Outer Space Legal Framework
- International law prohibits national sovereignty over celestial bodies, including the Moon and Mars.
- Article VIII of the Outer Space Treaty links jurisdiction to the state of registry of space objects.
- The Registration Convention reinforces legal control by registry, not by physical location.
Jurisdiction-by-Registration Model
- Innovations aboard registered space objects are treated as occurring within the registering state’s territory.
- This model extends domestic patent laws into space through administrative registration choices.
- The approach functions in static, segmented environments, such as the International Space Station.

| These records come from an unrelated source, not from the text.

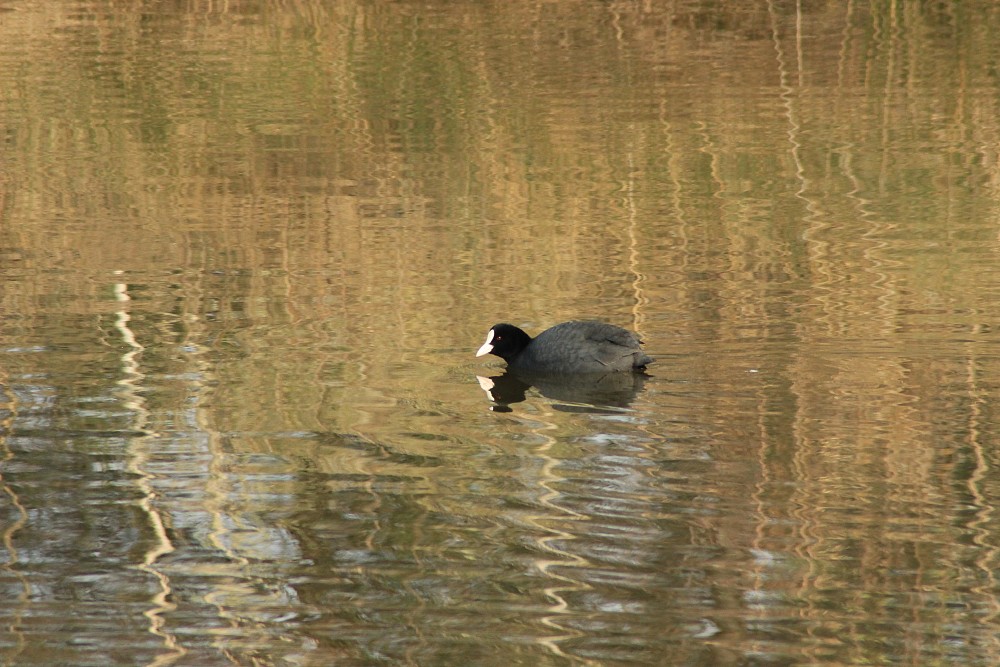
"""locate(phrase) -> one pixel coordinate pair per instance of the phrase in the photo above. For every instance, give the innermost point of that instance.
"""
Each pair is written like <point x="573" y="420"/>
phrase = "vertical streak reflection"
<point x="129" y="390"/>
<point x="9" y="531"/>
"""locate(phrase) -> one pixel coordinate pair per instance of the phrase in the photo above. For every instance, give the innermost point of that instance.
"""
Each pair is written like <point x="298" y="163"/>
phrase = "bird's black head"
<point x="505" y="341"/>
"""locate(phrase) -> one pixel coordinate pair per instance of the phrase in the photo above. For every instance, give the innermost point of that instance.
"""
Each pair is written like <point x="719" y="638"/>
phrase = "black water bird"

International Space Station Example
- ISS modules are allocated jurisdiction partner state by partner state under Article 21.
- Each module is treated as national legal territory for intellectual property purposes.
- This system relies on stable structures and clearly identifiable national zones.
Limits in Permanent Space Settlements
- Lunar and planetary bases involve shared infrastructure, remote software updates, and multinational operations.
- Innovations emerge through incremental, collaborative refinements rather than isolated acts.
- Determining where invention legally occurs becomes unclear and contested.
Non-Appropriation and Exclusivity Tension
- Article I of the Outer Space Treaty frames space as benefiting all humankind.
- Article II prohibits national appropriation of celestial bodies.
- Patents may create de facto exclusion over survival-critical technologies, challenging this principle.
Temporary Presence and Enforcement Gaps
- Article 5 of the Paris Convention limits patent enforcement for transiting patented articles.
- Its applicability to space platforms, docking stations, or registered objects remains undefined.
- Legal uncertainty enables regulatory arbitrage through selective registration strategies.
Global Governance and Institutional Response
- Over 110 states are treaty members, but few shape practical jurisdictional interpretations.
- Artemis Accords provide coordination mechanisms, not binding legal authority on ownership.
- Calls for specialised space intellectual property frameworks are growing but remain fragmented.